In 1881, the Townsville Council planted a series of cedar trees, following up with cocoa and betel nut trees, as a way of beautifying the beachfront area and to provide shade for those using the area for recreation.  In 1883, the Council developed a roadway along the beachfront leading to Kissing Point.  There are a range of impressive and important sites and buildings along The Strand that remind us of the area’s history and development.

 Melton Hill and The Strand, Townsville, 1931. State Library of Queensland. Negative number: 61175

Anzac Memorial Park began as The Strand Park in the 1910s as an place for the residents of Townsville to visit and enjoy.  The park was progressively expanded and developed and from the 1920s became a focus for the city’s ANZAC Day activities.  Reflective of this important use, the park was formally renamed the ANZAC Memorial Park in 1934.

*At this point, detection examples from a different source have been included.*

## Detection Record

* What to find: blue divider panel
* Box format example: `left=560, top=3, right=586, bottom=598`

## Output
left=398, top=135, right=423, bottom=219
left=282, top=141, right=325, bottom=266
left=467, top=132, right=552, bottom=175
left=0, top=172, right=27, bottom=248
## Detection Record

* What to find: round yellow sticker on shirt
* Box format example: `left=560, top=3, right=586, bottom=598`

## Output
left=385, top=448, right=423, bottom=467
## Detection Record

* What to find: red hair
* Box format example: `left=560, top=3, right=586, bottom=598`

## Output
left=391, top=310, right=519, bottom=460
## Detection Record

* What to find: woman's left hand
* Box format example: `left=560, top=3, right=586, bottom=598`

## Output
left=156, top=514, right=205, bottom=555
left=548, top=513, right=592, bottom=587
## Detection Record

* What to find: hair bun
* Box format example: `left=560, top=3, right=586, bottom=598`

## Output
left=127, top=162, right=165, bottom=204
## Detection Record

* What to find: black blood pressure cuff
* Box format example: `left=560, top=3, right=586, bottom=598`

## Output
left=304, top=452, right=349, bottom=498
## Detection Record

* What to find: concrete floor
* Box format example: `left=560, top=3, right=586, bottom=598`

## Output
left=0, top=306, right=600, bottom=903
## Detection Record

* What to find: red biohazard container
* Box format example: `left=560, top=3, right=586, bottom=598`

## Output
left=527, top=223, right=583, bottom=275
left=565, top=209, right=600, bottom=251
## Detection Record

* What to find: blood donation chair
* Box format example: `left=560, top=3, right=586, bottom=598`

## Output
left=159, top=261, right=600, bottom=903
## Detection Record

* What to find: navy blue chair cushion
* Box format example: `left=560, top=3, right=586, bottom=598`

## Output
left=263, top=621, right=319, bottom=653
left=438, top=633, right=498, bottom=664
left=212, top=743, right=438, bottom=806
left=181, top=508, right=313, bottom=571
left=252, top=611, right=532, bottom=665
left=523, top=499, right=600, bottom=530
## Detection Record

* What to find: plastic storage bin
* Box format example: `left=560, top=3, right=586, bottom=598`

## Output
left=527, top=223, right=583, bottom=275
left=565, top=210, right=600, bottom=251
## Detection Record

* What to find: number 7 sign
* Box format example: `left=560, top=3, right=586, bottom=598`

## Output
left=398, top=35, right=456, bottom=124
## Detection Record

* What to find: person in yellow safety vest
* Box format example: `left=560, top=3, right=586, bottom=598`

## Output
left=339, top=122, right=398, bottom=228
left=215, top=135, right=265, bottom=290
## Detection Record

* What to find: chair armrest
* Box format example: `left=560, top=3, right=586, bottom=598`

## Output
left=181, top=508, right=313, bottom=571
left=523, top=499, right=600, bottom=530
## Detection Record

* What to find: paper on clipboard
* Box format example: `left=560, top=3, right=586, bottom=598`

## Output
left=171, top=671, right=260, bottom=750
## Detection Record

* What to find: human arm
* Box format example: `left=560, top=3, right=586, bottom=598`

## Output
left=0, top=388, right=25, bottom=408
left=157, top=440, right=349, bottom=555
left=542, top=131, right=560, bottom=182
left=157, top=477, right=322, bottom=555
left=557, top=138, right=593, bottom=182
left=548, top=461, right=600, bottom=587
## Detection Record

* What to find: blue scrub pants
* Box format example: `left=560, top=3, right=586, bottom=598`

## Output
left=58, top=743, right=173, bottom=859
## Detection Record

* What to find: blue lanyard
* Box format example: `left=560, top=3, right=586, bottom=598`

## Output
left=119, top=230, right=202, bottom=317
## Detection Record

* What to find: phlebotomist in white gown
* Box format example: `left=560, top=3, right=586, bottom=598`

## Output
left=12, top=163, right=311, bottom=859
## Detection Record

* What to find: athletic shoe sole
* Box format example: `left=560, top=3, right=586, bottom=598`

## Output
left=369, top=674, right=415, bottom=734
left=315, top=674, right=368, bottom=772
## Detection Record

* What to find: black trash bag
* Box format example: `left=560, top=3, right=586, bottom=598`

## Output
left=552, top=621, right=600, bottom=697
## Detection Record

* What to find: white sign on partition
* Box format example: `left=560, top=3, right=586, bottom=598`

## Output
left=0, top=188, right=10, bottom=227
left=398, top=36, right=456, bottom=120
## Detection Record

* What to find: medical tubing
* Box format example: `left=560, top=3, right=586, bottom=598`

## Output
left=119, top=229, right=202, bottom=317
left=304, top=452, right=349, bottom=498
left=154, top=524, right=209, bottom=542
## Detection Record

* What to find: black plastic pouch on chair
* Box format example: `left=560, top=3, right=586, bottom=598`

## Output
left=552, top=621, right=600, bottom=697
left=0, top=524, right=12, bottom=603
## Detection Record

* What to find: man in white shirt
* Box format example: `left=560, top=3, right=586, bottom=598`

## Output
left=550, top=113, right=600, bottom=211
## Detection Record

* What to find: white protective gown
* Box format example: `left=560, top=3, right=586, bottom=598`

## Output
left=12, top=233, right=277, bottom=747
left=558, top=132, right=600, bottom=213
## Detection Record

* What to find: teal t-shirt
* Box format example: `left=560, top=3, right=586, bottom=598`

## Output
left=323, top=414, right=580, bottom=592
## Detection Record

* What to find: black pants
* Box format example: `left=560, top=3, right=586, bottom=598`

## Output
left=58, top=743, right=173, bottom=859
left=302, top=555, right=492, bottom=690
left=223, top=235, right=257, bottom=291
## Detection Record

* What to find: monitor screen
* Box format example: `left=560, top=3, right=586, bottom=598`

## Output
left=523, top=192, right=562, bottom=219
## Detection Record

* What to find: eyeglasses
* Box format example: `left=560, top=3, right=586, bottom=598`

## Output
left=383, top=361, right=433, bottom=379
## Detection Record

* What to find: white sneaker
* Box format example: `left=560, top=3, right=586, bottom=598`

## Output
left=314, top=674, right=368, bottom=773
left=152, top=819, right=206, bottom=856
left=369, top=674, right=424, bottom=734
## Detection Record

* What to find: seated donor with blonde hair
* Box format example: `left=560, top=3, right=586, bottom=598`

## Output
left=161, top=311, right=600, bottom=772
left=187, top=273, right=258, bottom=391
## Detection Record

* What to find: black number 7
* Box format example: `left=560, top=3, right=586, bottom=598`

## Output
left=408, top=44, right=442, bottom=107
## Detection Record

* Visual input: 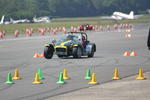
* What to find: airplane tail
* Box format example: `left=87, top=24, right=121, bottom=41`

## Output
left=129, top=11, right=134, bottom=17
left=0, top=15, right=5, bottom=24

War memorial in Strand Park, Townsville, ca. 1934. State Library of Queensland. Negative number: 204626

The Telecasters North Queensland Building was previously the Queens Hotel.  This building was built in stages between 1902 and the 1920s by publican John Tyack, to the design of prominent architectural firm Eaton, Bates and Polin.  the hotel soon acquired a reputation as being one of the finest hotels in North Queensland.

Queens Hotel in Townsville on The Strand, ca. 1932. State Library of Queensland. Negative number: 204557

The Tobruk Memorial Baths were built between 1941 and 1950, with early construction slowed as a result of the Second World War.  The Baths were designed and built by the Townsville City Council’s engineering and works department and named the Tobruk Memorial Baths in honour of the Australian servicemen who had taken part in the Siege of Tobruk.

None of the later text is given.